Clara glanced at the stairs. "To go do my job," she replied flatly.

He looked her up and down. "I don't recognize you."

Clara cursed internally. "That's because I'm new." At least that wasn't a lie.

"If you were new, the foreman would have come with you here. So what are you doing?"

"I'm new to this section of the factory, not new to the factory," Clara said, desperately hoping that the workers here changed job duties, at least on occasion. "Some new girl came and took my spot upstairs, so now I'm here."

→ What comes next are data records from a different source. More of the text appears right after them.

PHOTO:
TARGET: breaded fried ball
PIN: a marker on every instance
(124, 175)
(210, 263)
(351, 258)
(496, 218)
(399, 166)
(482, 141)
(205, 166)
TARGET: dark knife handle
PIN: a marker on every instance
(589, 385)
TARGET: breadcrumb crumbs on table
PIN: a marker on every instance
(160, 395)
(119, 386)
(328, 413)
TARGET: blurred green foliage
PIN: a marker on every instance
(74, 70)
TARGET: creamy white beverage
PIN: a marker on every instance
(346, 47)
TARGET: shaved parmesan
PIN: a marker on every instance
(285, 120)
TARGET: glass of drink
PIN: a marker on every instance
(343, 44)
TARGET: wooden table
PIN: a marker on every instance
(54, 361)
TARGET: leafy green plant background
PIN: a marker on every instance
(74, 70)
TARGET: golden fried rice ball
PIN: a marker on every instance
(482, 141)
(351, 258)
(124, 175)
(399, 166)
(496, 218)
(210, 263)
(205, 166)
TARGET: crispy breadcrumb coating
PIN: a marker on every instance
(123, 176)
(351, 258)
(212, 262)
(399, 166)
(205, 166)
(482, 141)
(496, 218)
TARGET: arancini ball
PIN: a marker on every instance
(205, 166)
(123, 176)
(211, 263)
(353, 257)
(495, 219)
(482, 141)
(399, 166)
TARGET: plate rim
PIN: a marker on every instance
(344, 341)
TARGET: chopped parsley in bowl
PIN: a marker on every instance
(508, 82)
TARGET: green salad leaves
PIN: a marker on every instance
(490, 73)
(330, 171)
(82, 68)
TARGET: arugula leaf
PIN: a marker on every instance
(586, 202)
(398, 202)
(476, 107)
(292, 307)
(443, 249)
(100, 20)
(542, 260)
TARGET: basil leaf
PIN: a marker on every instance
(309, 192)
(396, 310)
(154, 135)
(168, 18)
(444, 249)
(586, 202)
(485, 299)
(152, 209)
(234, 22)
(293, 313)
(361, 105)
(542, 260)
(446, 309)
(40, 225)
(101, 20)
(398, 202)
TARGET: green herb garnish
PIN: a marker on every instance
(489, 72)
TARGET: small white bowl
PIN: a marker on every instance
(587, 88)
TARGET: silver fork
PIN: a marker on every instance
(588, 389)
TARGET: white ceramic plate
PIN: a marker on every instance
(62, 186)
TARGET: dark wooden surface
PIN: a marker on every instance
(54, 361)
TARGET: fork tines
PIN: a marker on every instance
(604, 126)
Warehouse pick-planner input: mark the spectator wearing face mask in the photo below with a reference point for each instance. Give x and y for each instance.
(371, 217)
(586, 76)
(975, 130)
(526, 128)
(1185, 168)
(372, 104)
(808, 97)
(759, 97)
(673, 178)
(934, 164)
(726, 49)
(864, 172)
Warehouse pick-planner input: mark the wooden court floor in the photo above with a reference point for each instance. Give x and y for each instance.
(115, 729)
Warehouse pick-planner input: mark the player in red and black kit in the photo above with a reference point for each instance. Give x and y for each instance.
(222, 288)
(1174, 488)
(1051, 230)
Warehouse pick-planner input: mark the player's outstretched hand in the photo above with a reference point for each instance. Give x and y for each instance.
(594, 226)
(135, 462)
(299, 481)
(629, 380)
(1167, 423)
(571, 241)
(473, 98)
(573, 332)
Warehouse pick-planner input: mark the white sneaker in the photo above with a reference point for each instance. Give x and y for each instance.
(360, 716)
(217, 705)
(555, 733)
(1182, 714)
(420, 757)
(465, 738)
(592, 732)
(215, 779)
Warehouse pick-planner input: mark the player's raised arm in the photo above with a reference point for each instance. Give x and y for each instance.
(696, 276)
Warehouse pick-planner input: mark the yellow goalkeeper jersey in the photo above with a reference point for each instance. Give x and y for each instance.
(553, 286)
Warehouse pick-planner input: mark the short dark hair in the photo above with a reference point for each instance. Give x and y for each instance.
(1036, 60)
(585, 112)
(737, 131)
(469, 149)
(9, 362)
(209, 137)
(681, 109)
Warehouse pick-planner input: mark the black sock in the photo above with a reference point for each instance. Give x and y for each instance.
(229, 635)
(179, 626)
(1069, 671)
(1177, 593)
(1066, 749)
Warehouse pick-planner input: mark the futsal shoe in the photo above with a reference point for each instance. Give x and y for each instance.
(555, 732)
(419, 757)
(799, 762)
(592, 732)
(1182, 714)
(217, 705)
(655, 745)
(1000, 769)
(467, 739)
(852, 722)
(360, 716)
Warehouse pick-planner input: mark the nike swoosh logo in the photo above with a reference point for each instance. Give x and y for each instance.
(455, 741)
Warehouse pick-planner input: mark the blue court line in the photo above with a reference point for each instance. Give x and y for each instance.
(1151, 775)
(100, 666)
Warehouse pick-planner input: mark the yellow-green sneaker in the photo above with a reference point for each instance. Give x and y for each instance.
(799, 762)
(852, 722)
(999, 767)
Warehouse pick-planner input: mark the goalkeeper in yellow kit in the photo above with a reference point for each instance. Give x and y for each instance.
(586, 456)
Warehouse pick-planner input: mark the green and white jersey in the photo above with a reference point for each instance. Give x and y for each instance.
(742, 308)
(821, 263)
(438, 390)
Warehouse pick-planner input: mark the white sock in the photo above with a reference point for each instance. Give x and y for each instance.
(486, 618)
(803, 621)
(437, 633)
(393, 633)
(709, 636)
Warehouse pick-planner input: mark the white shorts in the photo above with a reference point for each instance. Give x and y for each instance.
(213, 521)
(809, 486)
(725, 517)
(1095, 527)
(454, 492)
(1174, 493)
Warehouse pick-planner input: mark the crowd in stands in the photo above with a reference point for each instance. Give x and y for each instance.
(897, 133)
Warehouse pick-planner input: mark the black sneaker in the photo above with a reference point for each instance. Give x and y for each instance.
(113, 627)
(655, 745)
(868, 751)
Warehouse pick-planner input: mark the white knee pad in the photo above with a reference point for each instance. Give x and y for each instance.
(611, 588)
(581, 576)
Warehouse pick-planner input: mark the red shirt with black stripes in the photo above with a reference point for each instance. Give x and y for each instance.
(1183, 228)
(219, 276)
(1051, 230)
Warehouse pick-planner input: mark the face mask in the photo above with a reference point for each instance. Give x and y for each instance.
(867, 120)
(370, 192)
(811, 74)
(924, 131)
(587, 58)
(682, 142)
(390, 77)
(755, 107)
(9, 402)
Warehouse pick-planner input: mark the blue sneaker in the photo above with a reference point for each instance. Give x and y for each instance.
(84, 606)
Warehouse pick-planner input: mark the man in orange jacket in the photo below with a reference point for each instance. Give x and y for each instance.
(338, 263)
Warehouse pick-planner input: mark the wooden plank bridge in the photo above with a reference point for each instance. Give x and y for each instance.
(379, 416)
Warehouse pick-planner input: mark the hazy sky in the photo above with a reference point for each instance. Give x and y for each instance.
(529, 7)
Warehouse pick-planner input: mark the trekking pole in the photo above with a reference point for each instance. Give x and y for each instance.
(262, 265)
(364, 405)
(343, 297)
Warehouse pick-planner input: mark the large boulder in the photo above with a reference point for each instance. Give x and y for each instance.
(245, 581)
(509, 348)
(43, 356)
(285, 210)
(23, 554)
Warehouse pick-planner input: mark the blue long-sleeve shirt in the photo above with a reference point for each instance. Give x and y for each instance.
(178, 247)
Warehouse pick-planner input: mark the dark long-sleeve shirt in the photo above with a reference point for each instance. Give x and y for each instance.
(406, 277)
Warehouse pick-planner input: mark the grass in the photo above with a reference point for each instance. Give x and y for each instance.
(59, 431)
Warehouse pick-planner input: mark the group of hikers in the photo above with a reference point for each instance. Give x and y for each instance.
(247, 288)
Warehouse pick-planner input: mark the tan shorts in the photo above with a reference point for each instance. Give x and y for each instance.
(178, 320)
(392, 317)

He stared at her, eyes narrowed. Then he just shook his head. "I don't know why you would be trying to get into the forge if you weren't supposed to be there," he told her. "So go ahead. And next time, don't be late."

Clara nodded. "Yes, sir." She glanced at the door. "You don't need to unlock it for me?"

His eyes narrowed again. "Why would we lock the door? You should know better than to try to get out." His hand inched slightly toward his waistband, where an electrified baton hung.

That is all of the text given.